Pouring hot water, baking soda and vinegar into a bathroom drain can break down solid matter over time. Be careful about the quantity though, because you don’t want to burst or rust the pipe. If that doesn’t work, it may be a good idea to call a licensed professional to come out and do it for you.
3. Broken or burst hot water system
We rely on hot water more than we often think about – for showers, baths, making tea, and cleaning dishes, to name a few examples. Australian Hot Water says you can expect an electric hot water system to last between 10 and 15 years on average, while a gas system will have a slightly shorter life expectancy at around eight to 12 years. A licensed installer can help you to replace a water heater if needed.

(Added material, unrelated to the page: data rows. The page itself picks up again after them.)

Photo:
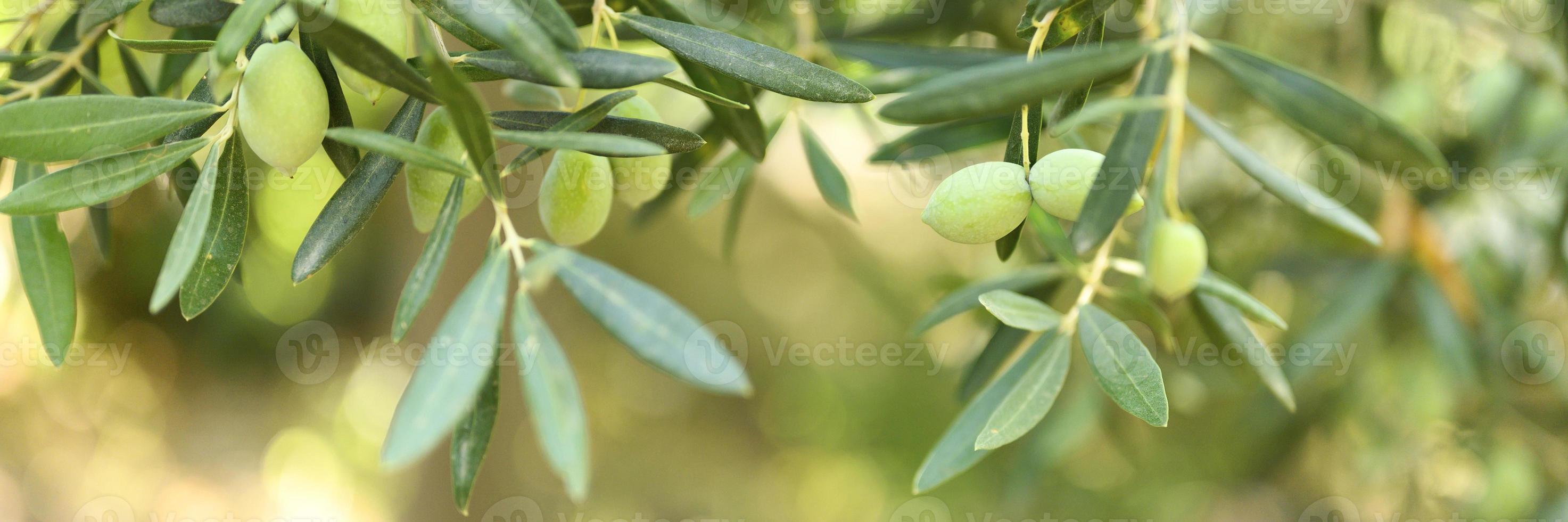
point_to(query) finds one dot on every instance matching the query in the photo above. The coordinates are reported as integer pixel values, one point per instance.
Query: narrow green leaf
(1217, 286)
(1032, 397)
(700, 95)
(596, 68)
(968, 297)
(1325, 110)
(165, 46)
(397, 148)
(357, 200)
(1020, 311)
(43, 256)
(1126, 160)
(830, 179)
(98, 181)
(657, 330)
(1123, 366)
(955, 452)
(606, 145)
(427, 270)
(515, 27)
(556, 406)
(1009, 85)
(1225, 325)
(750, 62)
(188, 233)
(68, 127)
(468, 113)
(672, 138)
(190, 13)
(1286, 187)
(471, 438)
(455, 366)
(364, 54)
(225, 234)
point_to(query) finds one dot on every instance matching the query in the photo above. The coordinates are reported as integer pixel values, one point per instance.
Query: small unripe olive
(979, 205)
(1062, 179)
(427, 189)
(283, 105)
(1178, 256)
(576, 197)
(382, 19)
(639, 179)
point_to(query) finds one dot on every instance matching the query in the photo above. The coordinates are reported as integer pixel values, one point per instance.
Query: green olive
(576, 197)
(286, 205)
(382, 19)
(427, 189)
(639, 181)
(1062, 179)
(979, 205)
(1178, 256)
(283, 105)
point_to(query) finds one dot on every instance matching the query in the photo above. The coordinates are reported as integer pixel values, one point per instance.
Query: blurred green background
(1424, 411)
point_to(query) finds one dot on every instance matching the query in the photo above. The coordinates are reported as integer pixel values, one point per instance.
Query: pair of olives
(984, 203)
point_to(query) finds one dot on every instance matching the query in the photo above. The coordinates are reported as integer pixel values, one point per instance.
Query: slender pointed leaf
(455, 366)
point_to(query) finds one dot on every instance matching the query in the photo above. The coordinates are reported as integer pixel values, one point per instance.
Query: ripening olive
(427, 189)
(1062, 179)
(383, 21)
(979, 205)
(283, 105)
(1178, 256)
(637, 181)
(576, 197)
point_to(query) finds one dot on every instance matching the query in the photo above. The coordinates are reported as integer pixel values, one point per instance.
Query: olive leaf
(43, 256)
(471, 438)
(657, 330)
(830, 179)
(1325, 110)
(190, 13)
(672, 138)
(1020, 311)
(606, 145)
(364, 54)
(1286, 187)
(955, 452)
(455, 366)
(750, 62)
(1227, 327)
(1009, 85)
(432, 259)
(98, 181)
(225, 234)
(1032, 397)
(516, 29)
(742, 126)
(968, 297)
(68, 127)
(1126, 160)
(165, 46)
(1123, 366)
(929, 142)
(188, 233)
(556, 406)
(352, 205)
(397, 148)
(596, 68)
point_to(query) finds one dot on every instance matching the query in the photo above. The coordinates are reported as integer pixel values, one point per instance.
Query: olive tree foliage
(275, 76)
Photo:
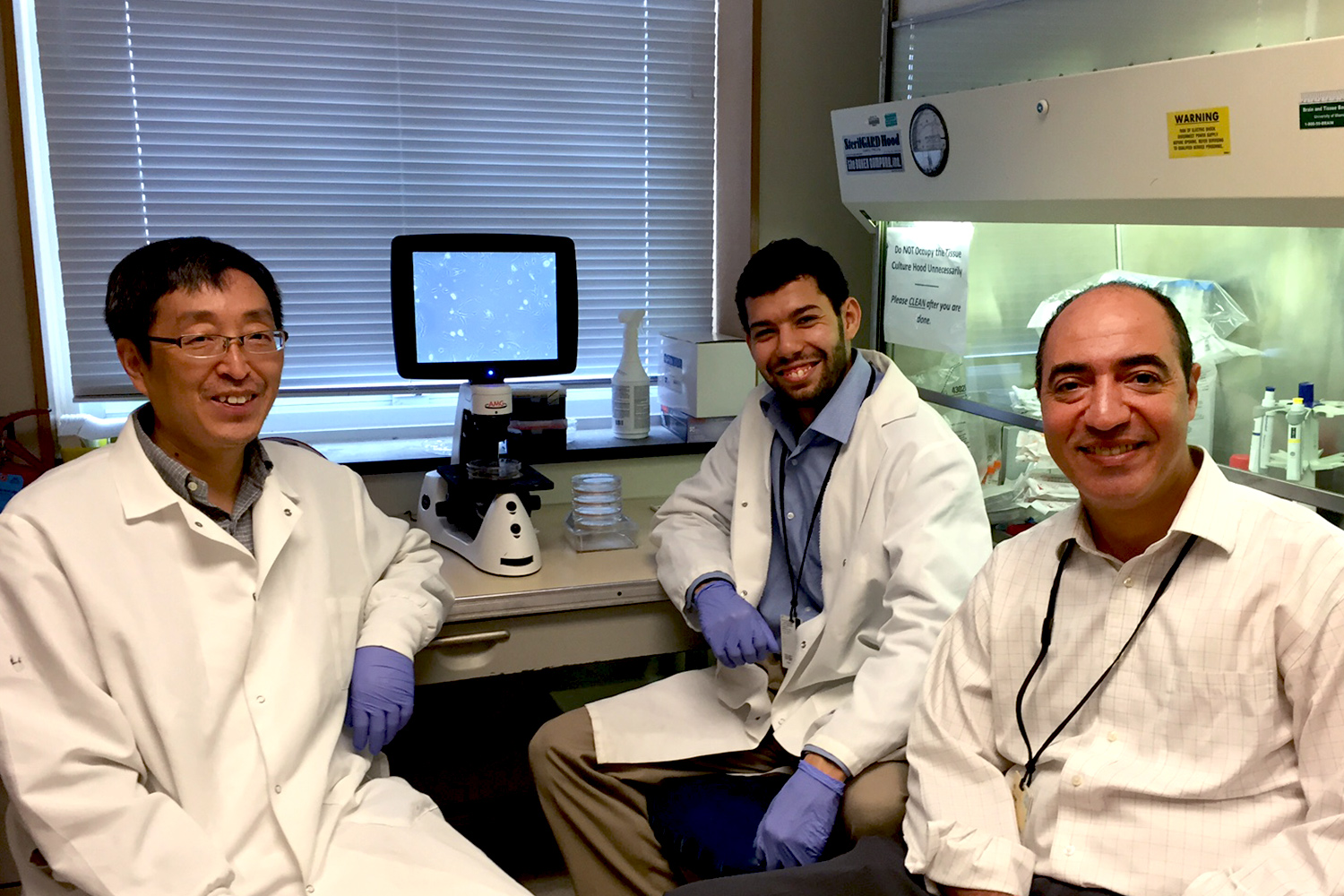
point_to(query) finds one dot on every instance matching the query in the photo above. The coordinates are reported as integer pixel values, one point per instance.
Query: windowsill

4. Damaged roof, gutter or downpipe
A damaged roof can be quite expensive, and should only be repaired by a licensed professional, generally speaking. If your gutter or downpipe is clogged, on the other hand, you might consider fixing this yourself if you can do so safely. Ensure you fully consider and understand the risks of working at heights first, and prioritise your personal safety. The Australian Competition and Consumer Commission (ACCC) has more information about some of the risks of working with ladders, for example, to consider.
Holes can form in gutters through rust, which can eat through steel over time and cause water and grime to fall out into your yard. You could use a tube of roofing cement and a gutter scoop from Bunnings, or a similar hardware store, to fix this. Applying a liberal amount of roofing cement with a caulking gun a few inches either side of the hole to secure the metal patch you put over it might do the trick.
5. Getting locked out of home
Having a spare key in a secure location may help you to avoid getting locked out. Safe-ish places to stash a spare key can include with a trusted friend or relative, in an electrical panel protected by a combination lock, or in your work bag or school bag that you carry with you when you go out.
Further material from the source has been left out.